A Quiet Corner
March 18, 2024
Ajaan Suwat used to call this our “quiet corner.” We’re literally at the end of the road, with very little traffic coming our way. It’s a good place for physical seclusion. Of course, you want to develop mental seclusion as well, because even if you stay here for a long time, you can’t totally depend on things being quiet all the time. The world outside has its way of impinging on us. But if you can find some mental seclusion inside, then you can take that wherever you go. In other words, you know you have some defilements inside, but you don’t get involved with them. You learn how to separate yourself out.
This is an important part of wisdom: seeing these things as separate. They may appear in your mind, but you don’t have to get yourself entangled. Our problem is that whatever appears in the mind we gobble right down. Like a little child crawling across the floor. Everything he comes across he sticks in his mouth. No wonder we have mental stomach ache. We take things in and then we realize they’re not good. Sometimes we think, “Well that’s just the way it is. That’s the way food is.” And we keep on eating that kind of food.

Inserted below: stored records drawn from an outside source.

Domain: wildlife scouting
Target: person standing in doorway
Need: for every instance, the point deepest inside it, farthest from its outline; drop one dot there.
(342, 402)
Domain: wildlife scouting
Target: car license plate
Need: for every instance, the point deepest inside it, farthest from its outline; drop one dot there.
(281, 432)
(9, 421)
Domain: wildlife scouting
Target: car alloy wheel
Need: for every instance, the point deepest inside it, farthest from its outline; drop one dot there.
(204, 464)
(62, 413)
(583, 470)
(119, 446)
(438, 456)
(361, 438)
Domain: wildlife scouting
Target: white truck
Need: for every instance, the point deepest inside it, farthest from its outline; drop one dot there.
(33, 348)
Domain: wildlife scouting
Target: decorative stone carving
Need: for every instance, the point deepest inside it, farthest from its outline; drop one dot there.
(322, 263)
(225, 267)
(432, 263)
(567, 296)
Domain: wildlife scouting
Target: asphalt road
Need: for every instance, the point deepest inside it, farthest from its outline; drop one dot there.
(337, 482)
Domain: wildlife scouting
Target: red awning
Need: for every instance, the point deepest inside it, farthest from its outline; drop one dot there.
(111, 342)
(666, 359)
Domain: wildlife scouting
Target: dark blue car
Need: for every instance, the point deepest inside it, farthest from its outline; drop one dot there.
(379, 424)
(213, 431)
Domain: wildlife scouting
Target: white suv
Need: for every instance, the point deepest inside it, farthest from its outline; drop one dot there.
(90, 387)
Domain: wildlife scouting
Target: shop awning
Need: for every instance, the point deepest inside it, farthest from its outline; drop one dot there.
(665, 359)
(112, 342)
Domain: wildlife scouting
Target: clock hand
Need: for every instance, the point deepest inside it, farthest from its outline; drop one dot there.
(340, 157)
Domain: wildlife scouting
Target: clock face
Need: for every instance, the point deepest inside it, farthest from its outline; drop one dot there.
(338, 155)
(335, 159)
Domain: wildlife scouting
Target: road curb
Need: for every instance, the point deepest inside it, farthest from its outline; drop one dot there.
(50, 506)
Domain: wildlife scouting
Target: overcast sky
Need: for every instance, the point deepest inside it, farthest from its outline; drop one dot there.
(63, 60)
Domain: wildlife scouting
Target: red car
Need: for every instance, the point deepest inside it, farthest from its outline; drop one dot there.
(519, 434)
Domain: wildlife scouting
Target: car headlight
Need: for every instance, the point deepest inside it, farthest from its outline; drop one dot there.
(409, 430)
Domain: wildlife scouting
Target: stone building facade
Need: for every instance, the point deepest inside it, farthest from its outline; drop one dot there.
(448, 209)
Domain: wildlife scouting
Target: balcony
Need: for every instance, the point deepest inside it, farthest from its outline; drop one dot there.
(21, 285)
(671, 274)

But you can give yourself something better to feed on. Feed on the breath. Feed on the sense of well-being that you can create from the breath. Learn how to hold on here. That makes it easier to let go of other things. If you’re just told to let go, let go, let go but don’t have something good to hold on to, you’re going to turn around and start holding on to whatever comes past. So hold on to the breath; hold on to your sense of the body as you feel it from within. This allows you to separate yourself out from sights, sounds, smells, tastes, tactile sensations.
This is why the Buddha said that you want to have mindfulness immersed in the body as your post. Then you tie the senses to that post in the same way that you would tie animals to leashes and tie the leashes to a post. So no matter how far things will pull you in the other direction, the post is strong, and the animals end up lying right down next to the post.
In other words, you see things, you hear things—it’s not that you’re blind or deaf—but you don’t let them make inroads in the mind, and you don’t send your mind out after them. They’re there. You deal with them as you have to. But have a sense of being separate. Your awareness is one thing. The things of which you’re aware are something else. When you can have that attitude, then you can go through the world a lot more safely.
After all, you can’t take this quiet corner with you when you go. But you can take the skills that you develop inside. Those you can learn how to master not only while you’re sitting here with your eyes closed or doing walking meditation, but all throughout the day—centered right here, with a slight sense of being separate. You don’t have to gobble down the things that come your way.
Then you can experience things, as the Buddha said, disjoined from them. They’re there but they’re not going to lean on you. They’re not going to weigh you down. That way, you can have seclusion even in the midst of a lot of people, even in the midst of a lot of noise. You still have your quiet corner inside.